Quick Start Guide for Docker with Angular on Windows
For Development
Recently I had to create an angular web application for one of my projects and I thought of dockerizing it, so my team mates will run into absolutely no issues while contributing to it. What is docker and what it does is out of the scope of this article but if you want to get a quick understanding I can summarize it as follows.
Docker is a tool designed to make it easier to create, deploy, and run applications by using containers. Containers allow a developer to package up an application with all of the parts it needs, such as libraries and other dependencies, and ship it all out as one package.
To follow this post, you should belong to either one of these categories,
- You are going to start a new Angular project or
- You have an existing Angular project that you want to dockerize.
There are many tutorials on the web and on YouTube to walk you through, but at the end I found there’s always something missing and my docker image is failing in live reloading; whenever I change source code of the angular app, the changes are not visible on the browser like it usually does when you are developing the application without docker. At the end thanks to many StackOverflow posts, I am proud to present this fix, and with that included I.m writing this blog post. Let’s get started.
Follow official Angular documentation and create a new project if you don’t have a project.
npm install -g @angular/cli
ng new my-app
Now we need two files on the root directory of the project. A Dockerfile and docker-compose.yml file.
Oh wait!. You need to have Docker installed first. Head over to https://www.docker.com/products/docker-desktop and download the setup, and install.

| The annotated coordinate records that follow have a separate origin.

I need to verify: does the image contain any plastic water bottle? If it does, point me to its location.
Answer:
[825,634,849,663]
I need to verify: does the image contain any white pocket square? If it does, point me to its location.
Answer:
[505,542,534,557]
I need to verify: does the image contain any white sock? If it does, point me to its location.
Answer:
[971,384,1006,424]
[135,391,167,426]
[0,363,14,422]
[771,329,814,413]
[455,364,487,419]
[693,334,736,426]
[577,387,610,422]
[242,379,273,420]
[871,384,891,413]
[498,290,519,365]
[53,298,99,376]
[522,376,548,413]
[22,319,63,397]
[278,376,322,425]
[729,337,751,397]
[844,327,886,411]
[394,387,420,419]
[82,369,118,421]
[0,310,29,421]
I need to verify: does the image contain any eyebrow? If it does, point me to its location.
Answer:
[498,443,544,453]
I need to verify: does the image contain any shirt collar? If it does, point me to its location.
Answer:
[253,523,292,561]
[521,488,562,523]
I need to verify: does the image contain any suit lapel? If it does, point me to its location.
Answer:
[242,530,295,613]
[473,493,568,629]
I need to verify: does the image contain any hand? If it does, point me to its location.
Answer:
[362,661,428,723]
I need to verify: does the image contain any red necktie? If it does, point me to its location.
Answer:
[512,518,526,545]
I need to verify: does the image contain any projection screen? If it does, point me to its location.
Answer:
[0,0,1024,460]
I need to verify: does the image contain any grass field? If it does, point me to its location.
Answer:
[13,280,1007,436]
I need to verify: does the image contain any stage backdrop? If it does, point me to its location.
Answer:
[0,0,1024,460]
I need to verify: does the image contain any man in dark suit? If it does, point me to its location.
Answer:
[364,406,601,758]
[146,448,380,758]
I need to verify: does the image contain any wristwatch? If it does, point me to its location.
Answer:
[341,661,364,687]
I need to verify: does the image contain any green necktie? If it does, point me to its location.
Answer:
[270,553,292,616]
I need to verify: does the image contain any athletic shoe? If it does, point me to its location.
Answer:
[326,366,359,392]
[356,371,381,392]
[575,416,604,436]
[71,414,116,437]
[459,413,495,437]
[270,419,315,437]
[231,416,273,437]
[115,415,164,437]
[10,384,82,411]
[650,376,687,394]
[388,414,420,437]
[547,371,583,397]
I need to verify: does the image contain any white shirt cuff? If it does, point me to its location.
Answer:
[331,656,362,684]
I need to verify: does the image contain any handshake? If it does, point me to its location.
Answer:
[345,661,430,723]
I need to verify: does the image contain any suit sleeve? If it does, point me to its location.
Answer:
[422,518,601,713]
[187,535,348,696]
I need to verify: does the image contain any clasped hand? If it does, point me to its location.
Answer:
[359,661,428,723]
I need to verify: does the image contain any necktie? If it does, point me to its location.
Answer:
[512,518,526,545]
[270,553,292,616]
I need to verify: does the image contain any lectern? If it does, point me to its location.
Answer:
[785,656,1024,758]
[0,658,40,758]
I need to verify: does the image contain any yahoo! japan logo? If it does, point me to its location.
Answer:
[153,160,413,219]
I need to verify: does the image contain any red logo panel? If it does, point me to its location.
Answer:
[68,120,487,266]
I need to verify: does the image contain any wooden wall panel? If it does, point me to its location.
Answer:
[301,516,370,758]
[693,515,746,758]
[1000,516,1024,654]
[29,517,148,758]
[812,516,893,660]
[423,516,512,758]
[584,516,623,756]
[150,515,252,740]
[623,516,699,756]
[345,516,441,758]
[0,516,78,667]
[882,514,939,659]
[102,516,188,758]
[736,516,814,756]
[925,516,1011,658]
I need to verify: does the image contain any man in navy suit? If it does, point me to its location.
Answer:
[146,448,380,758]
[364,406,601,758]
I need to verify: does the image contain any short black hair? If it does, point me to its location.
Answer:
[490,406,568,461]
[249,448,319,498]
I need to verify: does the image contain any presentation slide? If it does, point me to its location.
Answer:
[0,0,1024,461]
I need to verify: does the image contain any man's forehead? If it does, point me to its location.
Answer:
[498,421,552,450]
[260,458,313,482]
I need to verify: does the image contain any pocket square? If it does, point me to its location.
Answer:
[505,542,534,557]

I’m on windows but if you are on some other OS you can follow along too. After you have installed docker and restarted your computer, go to Services(on windows, by searching it on search bar) and see if the service is running.
You do not need to verify that, docker will tell you if it can’t run the service with an error message. Just know that you need docker service running to do the next steps. Let’s move on.

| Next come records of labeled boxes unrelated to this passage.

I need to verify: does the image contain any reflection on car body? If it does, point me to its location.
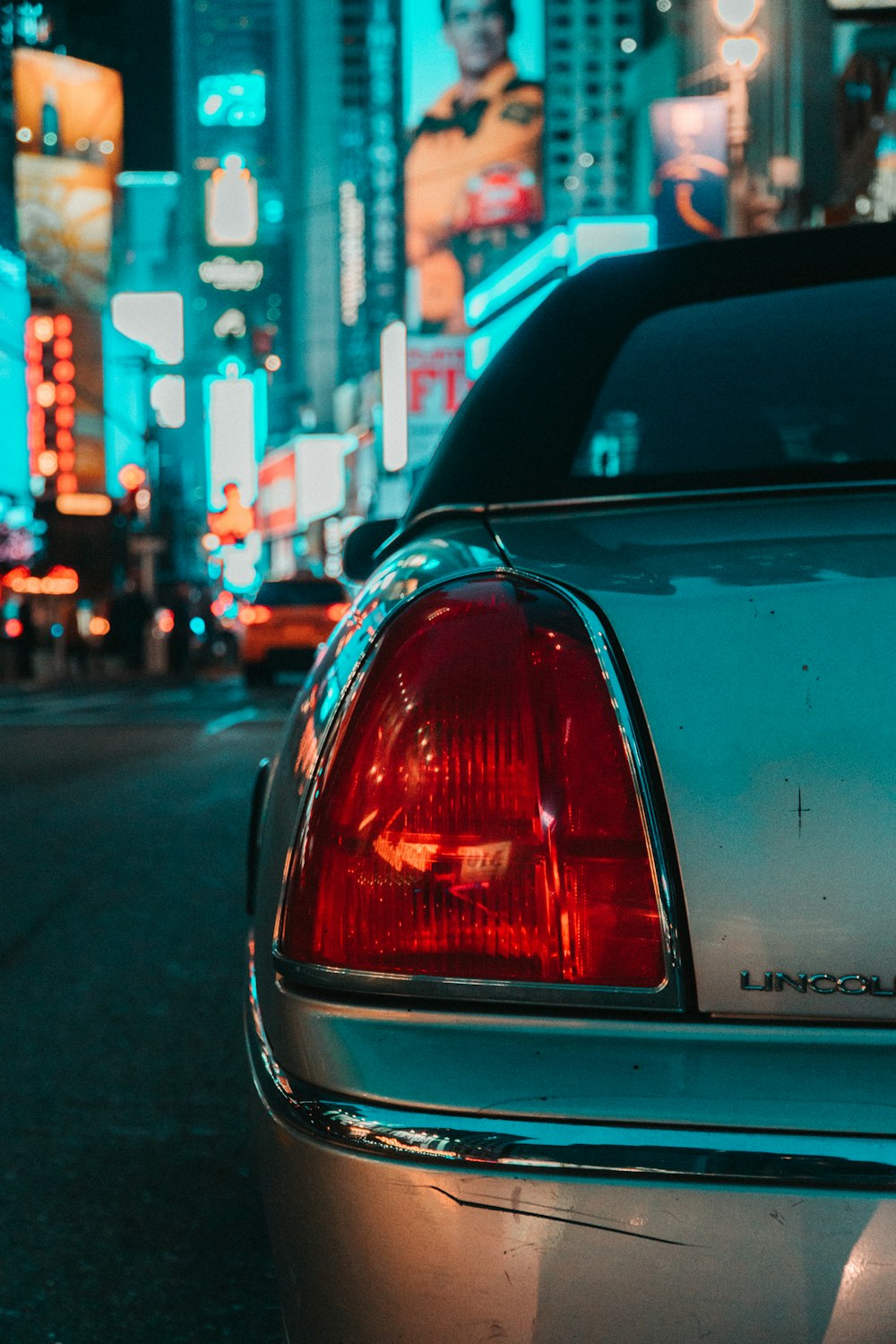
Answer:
[241,226,896,1344]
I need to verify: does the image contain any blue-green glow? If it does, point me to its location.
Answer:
[199,70,266,126]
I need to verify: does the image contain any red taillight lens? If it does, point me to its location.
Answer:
[280,577,665,988]
[239,607,271,625]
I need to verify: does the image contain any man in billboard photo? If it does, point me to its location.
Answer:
[404,0,544,332]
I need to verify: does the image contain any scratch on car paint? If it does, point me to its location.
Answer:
[785,780,812,835]
[430,1185,694,1249]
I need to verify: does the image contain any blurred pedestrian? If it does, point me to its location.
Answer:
[65,605,90,682]
[108,578,151,672]
[16,597,38,680]
[168,583,192,676]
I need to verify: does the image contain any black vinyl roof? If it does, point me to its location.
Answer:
[404,223,896,524]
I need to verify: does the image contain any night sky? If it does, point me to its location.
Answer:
[60,0,175,171]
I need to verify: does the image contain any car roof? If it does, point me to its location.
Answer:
[403,223,896,529]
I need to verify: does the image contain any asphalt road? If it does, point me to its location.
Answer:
[0,679,296,1344]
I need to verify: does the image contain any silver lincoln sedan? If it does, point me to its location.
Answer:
[246,225,896,1344]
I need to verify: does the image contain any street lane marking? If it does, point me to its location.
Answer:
[202,704,258,738]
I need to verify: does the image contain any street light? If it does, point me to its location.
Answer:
[713,0,763,234]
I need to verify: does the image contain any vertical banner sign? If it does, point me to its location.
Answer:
[366,0,403,341]
[255,444,298,540]
[407,336,470,470]
[650,97,728,247]
[401,0,544,333]
[12,47,124,306]
[339,108,373,379]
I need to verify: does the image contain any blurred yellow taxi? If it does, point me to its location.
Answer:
[239,575,348,685]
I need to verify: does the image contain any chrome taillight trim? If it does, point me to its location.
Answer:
[272,564,691,1012]
[246,969,896,1193]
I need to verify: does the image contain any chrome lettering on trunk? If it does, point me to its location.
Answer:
[740,970,896,999]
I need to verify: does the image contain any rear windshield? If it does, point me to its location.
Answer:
[572,279,896,495]
[255,580,345,607]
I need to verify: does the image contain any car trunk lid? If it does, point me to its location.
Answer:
[492,489,896,1021]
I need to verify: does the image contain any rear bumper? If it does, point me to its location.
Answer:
[246,999,896,1193]
[247,978,896,1344]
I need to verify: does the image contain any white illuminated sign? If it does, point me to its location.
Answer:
[205,155,258,247]
[339,182,366,327]
[208,362,258,511]
[380,323,407,472]
[199,257,264,292]
[149,374,186,429]
[110,290,184,365]
[296,435,349,523]
[212,308,246,340]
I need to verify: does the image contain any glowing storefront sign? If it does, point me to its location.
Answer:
[466,280,560,378]
[339,182,366,327]
[465,228,570,327]
[199,257,264,292]
[197,70,266,126]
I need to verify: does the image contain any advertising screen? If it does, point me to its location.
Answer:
[401,0,544,333]
[13,47,124,304]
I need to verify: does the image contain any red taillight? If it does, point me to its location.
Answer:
[239,607,271,625]
[280,577,665,988]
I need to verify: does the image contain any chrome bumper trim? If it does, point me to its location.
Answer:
[246,969,896,1193]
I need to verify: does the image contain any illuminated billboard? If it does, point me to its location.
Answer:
[401,0,544,333]
[13,47,124,304]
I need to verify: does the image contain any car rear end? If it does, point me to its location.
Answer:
[241,226,896,1344]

Create two files using the IDE that you are using on the root directory of the project (root directory is the folder where your package.json file is in.)

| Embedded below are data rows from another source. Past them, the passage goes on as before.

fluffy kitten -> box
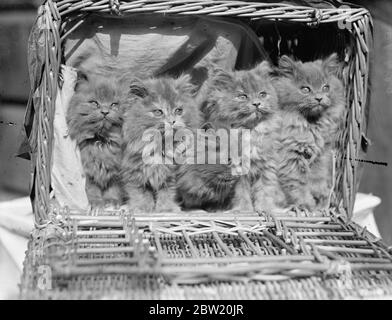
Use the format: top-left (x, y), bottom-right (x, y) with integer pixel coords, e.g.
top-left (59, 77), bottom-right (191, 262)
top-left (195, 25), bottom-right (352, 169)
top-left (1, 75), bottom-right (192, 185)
top-left (274, 54), bottom-right (345, 209)
top-left (122, 75), bottom-right (200, 212)
top-left (67, 72), bottom-right (123, 205)
top-left (203, 62), bottom-right (284, 212)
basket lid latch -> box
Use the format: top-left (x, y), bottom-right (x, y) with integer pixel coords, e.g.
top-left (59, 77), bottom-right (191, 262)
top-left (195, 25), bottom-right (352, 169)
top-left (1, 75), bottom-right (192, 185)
top-left (308, 9), bottom-right (323, 28)
top-left (109, 0), bottom-right (121, 16)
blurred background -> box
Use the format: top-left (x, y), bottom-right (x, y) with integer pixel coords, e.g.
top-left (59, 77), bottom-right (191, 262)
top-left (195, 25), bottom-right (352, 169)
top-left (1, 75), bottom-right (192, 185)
top-left (0, 0), bottom-right (392, 242)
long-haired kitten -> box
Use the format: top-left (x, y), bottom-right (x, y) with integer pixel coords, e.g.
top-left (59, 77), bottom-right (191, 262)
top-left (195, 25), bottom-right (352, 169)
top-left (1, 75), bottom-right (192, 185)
top-left (67, 71), bottom-right (123, 205)
top-left (122, 75), bottom-right (200, 212)
top-left (202, 61), bottom-right (284, 212)
top-left (274, 54), bottom-right (345, 209)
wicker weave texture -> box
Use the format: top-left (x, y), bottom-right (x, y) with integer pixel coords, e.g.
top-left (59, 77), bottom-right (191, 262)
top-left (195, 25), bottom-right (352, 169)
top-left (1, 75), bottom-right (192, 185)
top-left (22, 211), bottom-right (392, 299)
top-left (26, 0), bottom-right (371, 224)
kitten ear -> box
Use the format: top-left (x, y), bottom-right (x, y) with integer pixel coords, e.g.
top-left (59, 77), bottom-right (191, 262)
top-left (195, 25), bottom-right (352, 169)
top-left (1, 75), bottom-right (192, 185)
top-left (174, 74), bottom-right (198, 96)
top-left (211, 68), bottom-right (234, 89)
top-left (74, 70), bottom-right (89, 91)
top-left (322, 53), bottom-right (342, 75)
top-left (279, 55), bottom-right (297, 75)
top-left (128, 79), bottom-right (148, 98)
top-left (253, 60), bottom-right (272, 77)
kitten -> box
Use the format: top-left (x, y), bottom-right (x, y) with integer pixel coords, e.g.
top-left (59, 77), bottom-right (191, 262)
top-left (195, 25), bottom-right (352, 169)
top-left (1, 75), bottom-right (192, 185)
top-left (177, 164), bottom-right (238, 211)
top-left (122, 75), bottom-right (200, 212)
top-left (67, 71), bottom-right (123, 205)
top-left (177, 126), bottom-right (239, 211)
top-left (202, 61), bottom-right (284, 212)
top-left (274, 54), bottom-right (345, 209)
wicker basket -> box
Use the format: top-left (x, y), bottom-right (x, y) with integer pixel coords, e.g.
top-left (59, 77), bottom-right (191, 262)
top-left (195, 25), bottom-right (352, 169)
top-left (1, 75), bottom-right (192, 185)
top-left (21, 0), bottom-right (392, 299)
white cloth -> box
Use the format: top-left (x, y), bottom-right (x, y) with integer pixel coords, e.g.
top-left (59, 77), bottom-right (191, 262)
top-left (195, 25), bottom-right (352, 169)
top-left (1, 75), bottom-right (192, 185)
top-left (51, 66), bottom-right (89, 210)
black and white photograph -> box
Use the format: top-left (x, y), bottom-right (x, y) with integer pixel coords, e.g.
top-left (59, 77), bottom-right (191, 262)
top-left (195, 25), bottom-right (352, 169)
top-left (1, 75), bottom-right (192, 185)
top-left (0, 0), bottom-right (392, 302)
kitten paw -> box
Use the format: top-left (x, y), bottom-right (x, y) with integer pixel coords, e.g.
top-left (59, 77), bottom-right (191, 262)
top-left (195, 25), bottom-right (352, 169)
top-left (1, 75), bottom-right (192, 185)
top-left (155, 201), bottom-right (181, 213)
top-left (128, 202), bottom-right (154, 213)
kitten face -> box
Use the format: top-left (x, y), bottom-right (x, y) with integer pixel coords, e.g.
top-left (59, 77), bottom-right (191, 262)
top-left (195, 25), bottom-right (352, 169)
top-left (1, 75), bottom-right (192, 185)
top-left (205, 62), bottom-right (278, 129)
top-left (126, 75), bottom-right (199, 134)
top-left (276, 55), bottom-right (344, 120)
top-left (67, 76), bottom-right (122, 142)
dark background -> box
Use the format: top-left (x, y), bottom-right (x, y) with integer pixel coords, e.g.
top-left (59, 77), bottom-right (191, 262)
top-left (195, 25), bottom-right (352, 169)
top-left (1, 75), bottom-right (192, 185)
top-left (0, 0), bottom-right (392, 244)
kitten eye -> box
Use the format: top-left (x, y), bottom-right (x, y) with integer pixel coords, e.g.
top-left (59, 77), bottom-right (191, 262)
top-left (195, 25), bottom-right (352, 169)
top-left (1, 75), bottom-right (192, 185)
top-left (237, 93), bottom-right (248, 100)
top-left (89, 100), bottom-right (99, 107)
top-left (153, 109), bottom-right (163, 117)
top-left (259, 91), bottom-right (267, 98)
top-left (301, 87), bottom-right (311, 93)
top-left (174, 108), bottom-right (183, 116)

File no 1 — Dockerfile (with no extensions)
File no 2 — docker-compose.yml
Tip: Use powershell terminal (on windows) to type commands, some commands may not work on cmd.
Copy and paste following content to Dockerfile.
Copy and paste following content to docker-compose.yml
These files should be on the root directory of the project, and remember to change line 3 (dashboard
)to whatever the name you want your docker container to be named.
Let’s go through each line of the Dockerfile and see what it does.
FROM node:10.16.3-alpine
WORKDIR /app
COPY package.json .
RUN npm install
COPY . .
EXPOSE 4200 49153
CMD npm run start
First line sets the node version to use in the docker image, locally I have the same node version so I put 10.16.3 as my image node version (check by running node -v
on the terminal and use your version), and alpine is the Linux image that our compact environment is based on. Derick Bailey has a complete description about this, do give it a read.
Next we set the directory or folder that we will be working on that environment (inside the docker image.) I have chosen /app
for simplicity. Hereafter the .(period) will denote this folder.
So the next line is self explanatory right? copy package.json
to .
Then we run npm install
to install all the packages to that environment. Copy all the files from this folder (`.`) to that folder (`.`), exposing two ports 4200
because Angular development server runs on that port, 49153
because it is the Angular live-reload port. These ports need to be accessed from outside the image so we can run our project on our browser. Next we are executing ng serve
using npm. If you look inside package.json, under scripts section, you can see that start
command calls ng serve
.
While we are here, let’s modify the start
command a little bit.
"start": "ng serve --host 0.0.0.0 --poll 500"
--poll
is telling the client to check every 500 milliseconds if there are any new changes made. This is the fix that I was talking about (for Windows). Terns out without this, live reloading do not work. Some say it’s because host OS is windows and image is Linux, whatever the cause is now it should work. --host
says to listen on all incoming connections for requests.
Now we need to tell docker to forward port 4200 and 49153 to the same ports in the host OS, Windows in my case. This is where the docker-compose.yml comes in. That’s what the ports
section does.
ports:
- "4200:4200"
- "49153:49153"
In addition to that we need to tell docker to map everything that we have locally to the /app
folder on the image (volume mapping). So every change we do will be immediately sent to the /app
folder. volumes
section is doing that.
volumes:
- "/app/node_modules"
- ".:/app"
All set.
Now open terminal where the Dockerfile is located and run docker-compose up
. If the docker service is not running you will get an error like this. If this is the case search for docker and open the docker desktop application.
Now run docker-compose up
again.
If everything is okay, you will see docker following every step one after the other, creating the image, creating a container using that image, building your application and finally compiling your application. It will take a minute or two to complete the process on first time.
My application name is dashboard
, hence the image name is dashboard_1. You can change this on docker-compose.yml
3rd line, where it says dashboard.
Change it to the name you want.
Open your browser at http://localhost:4200/ and test the live reloading. Press Ctrl + c
to stop the container. Every time you want to develop this application, navigate here using terminal and run docker-compose up
and docker will start the container built previously. You can run docker-compose build
before running up
command to build the docker image again, if changed Dockerfile
or docker-compose.yml
docker ps -a
command will list all the containers up(see status) or inactive.
docker images -all
will list all images on your computer.
To remove all containers, you can use docker rm $(docker ps -a -q)
and to remove all images, run docker rmi $(docker images -q)
Note: This is for development purposes. If you want to deploy your Angular application as a container, well, that’s another topic for a later day. Until then, happy coding!